When working with databases, especially with PostgreSQL, efficient data retrieval is crucial. For instance, consider a typical query where we fetch the latest entries from a table:

SELECT * FROM pings WHERE sensor_id = 11 ORDER BY created_at DESC LIMIT 65

Initially, without any indexes, this query might be slow, taking about 16ms as it scans the entire table.


Single Column Index

Now with a cost baseline, let’s apply a common index optimization.

Adding an index on sensor_id can reduce the query time to around 13ms—a small 3 ms improvement.

CREATE INDEX index_pings_on_sensor_id ON pings (sensor_id)


Multi-column Index

To further reduce the time, a composite index on both sensor_id and created_at brings it down dramatically to about 0.079ms. It’s also worth noting that in production settings, composite indexes are generally preferred over single column indexes. This is because postgresql can use these composite indexes in place of single column indexes too.

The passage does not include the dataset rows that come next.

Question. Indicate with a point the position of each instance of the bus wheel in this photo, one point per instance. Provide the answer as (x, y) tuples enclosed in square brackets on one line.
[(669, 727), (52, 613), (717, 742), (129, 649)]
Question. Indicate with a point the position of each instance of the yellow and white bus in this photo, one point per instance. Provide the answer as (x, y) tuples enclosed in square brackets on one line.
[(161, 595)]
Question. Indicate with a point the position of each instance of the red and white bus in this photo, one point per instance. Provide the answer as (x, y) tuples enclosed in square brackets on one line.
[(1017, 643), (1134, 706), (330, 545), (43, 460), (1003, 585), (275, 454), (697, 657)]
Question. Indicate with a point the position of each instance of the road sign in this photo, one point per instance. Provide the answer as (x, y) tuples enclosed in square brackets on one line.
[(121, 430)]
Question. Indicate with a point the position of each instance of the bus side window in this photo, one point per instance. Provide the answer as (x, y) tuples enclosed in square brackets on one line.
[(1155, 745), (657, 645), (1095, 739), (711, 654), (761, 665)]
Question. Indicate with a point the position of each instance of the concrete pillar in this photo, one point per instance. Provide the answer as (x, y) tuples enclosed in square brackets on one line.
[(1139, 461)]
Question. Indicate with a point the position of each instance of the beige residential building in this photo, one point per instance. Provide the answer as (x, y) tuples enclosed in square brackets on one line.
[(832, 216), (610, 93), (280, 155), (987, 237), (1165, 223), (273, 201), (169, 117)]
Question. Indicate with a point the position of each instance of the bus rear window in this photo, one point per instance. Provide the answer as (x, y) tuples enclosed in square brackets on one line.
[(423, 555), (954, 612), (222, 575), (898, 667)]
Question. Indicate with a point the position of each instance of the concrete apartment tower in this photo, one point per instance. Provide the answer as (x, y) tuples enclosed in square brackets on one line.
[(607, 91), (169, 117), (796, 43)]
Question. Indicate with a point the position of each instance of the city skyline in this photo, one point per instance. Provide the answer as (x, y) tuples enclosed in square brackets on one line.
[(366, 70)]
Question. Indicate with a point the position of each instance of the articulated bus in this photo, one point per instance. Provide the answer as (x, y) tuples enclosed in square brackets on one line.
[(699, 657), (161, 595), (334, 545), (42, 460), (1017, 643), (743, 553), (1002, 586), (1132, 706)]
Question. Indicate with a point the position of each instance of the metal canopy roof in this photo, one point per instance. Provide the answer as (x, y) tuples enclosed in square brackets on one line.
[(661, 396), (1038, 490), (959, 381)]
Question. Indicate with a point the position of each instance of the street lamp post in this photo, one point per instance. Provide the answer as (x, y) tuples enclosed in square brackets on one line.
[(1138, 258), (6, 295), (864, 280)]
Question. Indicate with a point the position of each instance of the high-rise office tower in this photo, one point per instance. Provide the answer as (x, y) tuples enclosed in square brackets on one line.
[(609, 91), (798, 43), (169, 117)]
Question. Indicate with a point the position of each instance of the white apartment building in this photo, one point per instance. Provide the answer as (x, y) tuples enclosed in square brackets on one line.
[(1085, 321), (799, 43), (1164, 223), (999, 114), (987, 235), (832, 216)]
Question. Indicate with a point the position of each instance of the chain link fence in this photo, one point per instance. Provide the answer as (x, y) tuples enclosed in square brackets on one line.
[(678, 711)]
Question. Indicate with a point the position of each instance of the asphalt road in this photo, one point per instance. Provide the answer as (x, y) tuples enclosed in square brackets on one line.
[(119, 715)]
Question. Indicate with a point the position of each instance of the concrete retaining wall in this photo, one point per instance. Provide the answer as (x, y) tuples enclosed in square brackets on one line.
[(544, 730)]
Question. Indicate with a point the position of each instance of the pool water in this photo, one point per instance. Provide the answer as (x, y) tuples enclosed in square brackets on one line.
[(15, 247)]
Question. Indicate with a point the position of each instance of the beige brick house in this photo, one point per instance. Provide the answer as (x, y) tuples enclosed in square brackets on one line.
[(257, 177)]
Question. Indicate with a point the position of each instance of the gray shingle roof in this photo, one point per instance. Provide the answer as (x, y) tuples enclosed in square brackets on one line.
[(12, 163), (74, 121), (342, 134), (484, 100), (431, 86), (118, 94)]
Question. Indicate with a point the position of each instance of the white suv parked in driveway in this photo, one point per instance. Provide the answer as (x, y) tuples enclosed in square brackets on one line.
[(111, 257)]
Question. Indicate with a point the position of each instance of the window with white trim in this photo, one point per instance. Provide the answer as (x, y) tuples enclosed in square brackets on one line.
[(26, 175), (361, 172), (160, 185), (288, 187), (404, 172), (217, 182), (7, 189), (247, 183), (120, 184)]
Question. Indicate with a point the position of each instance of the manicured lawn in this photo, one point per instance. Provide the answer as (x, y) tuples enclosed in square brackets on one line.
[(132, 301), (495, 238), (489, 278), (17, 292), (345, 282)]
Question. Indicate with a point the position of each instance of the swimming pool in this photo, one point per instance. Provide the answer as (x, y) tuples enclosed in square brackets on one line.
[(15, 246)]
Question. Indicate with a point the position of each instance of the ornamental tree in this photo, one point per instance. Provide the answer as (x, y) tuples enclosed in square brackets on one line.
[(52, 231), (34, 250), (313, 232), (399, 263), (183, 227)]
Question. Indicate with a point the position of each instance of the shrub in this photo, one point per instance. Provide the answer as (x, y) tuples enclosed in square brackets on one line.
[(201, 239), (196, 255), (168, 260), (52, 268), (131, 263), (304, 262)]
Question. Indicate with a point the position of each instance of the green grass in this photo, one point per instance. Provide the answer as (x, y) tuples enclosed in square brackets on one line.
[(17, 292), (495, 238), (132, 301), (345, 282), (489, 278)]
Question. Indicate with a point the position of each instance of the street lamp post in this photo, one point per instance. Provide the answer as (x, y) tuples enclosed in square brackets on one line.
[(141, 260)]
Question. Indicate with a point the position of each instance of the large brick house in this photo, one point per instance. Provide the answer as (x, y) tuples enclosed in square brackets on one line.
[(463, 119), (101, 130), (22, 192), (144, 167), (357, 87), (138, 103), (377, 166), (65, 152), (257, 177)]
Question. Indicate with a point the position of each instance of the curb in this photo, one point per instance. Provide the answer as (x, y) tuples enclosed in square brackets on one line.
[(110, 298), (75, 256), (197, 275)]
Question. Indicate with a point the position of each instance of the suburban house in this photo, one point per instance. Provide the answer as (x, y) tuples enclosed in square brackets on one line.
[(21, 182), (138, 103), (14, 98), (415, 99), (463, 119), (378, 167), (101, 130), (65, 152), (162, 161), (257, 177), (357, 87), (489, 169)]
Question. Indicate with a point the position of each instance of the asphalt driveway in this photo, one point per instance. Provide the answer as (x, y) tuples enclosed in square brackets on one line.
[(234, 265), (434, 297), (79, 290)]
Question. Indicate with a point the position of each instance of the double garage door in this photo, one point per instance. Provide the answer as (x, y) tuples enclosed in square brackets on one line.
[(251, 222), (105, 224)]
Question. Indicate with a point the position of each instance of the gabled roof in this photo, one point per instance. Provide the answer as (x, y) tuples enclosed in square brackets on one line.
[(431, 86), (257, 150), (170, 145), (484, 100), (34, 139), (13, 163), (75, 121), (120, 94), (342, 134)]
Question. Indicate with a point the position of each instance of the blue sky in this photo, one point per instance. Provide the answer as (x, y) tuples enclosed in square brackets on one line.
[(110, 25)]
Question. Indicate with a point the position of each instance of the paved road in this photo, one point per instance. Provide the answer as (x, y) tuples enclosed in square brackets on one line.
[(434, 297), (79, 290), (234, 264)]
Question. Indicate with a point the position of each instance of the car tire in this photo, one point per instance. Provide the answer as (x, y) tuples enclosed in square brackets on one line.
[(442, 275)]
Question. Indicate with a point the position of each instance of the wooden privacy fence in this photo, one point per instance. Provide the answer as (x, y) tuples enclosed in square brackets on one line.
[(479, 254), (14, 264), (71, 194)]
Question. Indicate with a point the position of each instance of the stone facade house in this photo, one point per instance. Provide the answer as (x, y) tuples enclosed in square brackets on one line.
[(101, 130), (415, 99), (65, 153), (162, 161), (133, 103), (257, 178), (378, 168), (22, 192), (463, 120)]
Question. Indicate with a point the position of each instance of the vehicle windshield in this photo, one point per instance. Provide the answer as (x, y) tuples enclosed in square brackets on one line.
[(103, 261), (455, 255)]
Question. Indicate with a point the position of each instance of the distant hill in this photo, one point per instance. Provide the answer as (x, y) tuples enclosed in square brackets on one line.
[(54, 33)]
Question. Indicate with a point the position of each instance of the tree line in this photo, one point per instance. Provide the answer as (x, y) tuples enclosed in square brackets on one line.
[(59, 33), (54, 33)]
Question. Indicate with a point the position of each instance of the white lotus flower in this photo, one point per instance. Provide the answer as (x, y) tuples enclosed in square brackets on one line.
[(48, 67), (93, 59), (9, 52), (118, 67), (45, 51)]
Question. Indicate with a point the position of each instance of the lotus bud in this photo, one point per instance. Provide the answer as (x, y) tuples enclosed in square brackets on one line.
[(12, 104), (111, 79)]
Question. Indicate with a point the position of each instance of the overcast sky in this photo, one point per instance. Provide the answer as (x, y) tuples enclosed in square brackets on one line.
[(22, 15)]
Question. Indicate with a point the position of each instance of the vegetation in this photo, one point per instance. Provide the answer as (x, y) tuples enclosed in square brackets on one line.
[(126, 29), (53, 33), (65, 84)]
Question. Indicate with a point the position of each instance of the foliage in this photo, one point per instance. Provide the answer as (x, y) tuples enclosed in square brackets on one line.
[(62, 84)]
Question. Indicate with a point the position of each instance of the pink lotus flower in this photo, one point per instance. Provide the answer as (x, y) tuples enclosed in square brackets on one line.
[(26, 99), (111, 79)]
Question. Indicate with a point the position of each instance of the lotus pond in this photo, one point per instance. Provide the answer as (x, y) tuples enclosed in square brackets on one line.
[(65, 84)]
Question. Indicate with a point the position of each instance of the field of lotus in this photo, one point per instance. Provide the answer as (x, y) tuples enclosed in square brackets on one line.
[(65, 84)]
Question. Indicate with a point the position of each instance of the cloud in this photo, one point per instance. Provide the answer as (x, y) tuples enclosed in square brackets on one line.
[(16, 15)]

 CREATE INDEX index_pings_on_sensor_id_created_at ON pings (sensor_id, created_at)


Ordered Index

Optimizing further by ordering the created_at column in descending order in our index can make the query even faster, coming in at about 0.067ms

CREATE INDEX index_pings_on_sensor_id_create_at_desc on pings (sensor_id, created_at desc);

By applying a compound index on sensor_id and created_at in descending order for the pings table, we achieve a notable reduction in query cost. The result is an execution time of 0.067 ms, squeezing out additional performance.


Conclusion

By improving indexing strategies from a basic single column to a more refined ordered composite index, we’ve improved the query speed significantly, from 16ms down to under a millisecond. These indexing strategies are not just theoretical but practical improvements that can lead to substantial performance gains in real-world applications.